By Alan PetrucelliSpecial to iBerkshires
PITTSFIELD, Mass. — Alfred Uhry's "Driving Miss Daisy" rolled into the St. Germain Stage in late May, marking the opening of Barrington Stage Company's 2026 season.
 
And what a wondrous, welcoming production it is. Uhry won a Pulitzer Prize for his work; he won an Oscar for the 1989 film adaptation of the play, which also won the Best Picture Oscar. Yes, that's how good it is.
 
Daisy Werthan is a 72-year-old white Jewish widow in Atlanta whose car accident destroyed her Packard — and her chance to ever drive herself again.
 
"Mama, we are just going to have to hire someone to drive you," her adult son Boolie tells her. 
 
She is adamant: "What I do not want — and absolutely will not have — is some chauffeur sitting in my kitchen, gobbling my food and running up my phone bill."
 
Enter Hoke Colburn, an unemployed African-American illiterate who grew up in rural Georgia during the Jim Crow-era South.
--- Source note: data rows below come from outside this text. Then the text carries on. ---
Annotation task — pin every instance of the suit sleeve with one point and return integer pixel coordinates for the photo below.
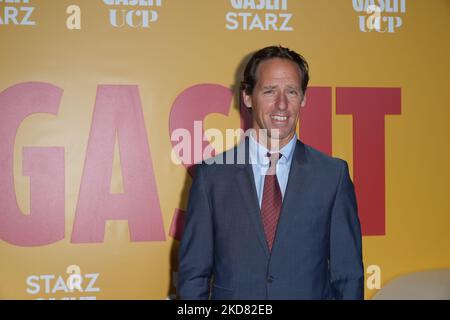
(346, 266)
(196, 247)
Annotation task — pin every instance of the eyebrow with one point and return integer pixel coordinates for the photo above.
(274, 87)
(269, 87)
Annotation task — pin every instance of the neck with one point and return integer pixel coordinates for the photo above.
(271, 144)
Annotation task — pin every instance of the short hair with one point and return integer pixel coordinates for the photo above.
(250, 72)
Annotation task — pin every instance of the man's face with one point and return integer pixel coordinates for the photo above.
(276, 99)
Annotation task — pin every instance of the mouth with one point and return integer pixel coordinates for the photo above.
(279, 119)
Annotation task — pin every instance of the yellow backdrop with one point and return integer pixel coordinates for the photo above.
(203, 41)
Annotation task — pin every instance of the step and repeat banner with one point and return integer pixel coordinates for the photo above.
(96, 97)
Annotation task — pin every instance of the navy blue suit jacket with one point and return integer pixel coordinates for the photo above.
(317, 249)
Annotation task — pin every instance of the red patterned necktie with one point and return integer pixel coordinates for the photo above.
(271, 200)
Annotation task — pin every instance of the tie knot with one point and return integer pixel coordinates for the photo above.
(273, 158)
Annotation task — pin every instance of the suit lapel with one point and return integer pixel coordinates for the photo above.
(246, 182)
(299, 174)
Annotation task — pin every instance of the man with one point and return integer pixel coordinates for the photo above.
(283, 224)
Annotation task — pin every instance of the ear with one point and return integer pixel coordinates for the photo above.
(247, 99)
(303, 101)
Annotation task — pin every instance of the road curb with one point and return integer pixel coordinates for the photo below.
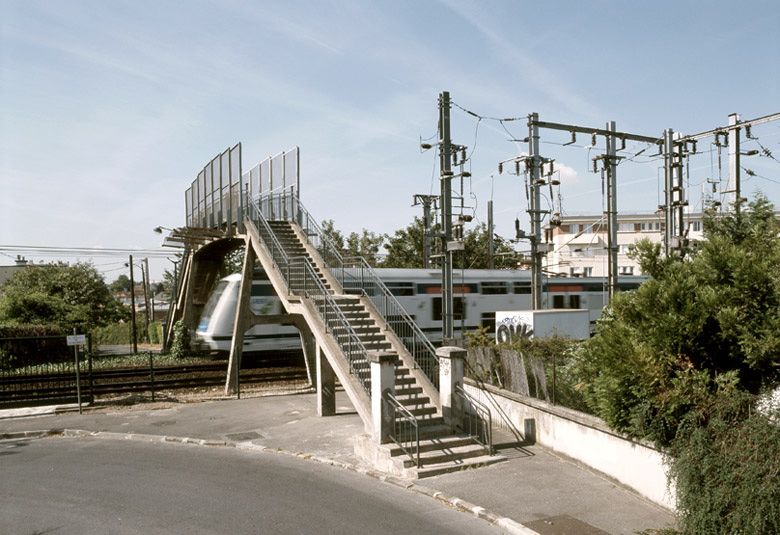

Boolie hires him at $20 a week, and in a span of 85 minutes and a decade or so, this odd couple develop a tight bond that overcomes their cultural, gender and class differences. 
 
Though she's living in a racially explosive time in the South, the irascible Miss Daisy doesn't consider herself racist, nor does she fully accept the realities of the racist culture that has even resulted in a bombing at her own synagogue (a true event in Atlanta, in 1958).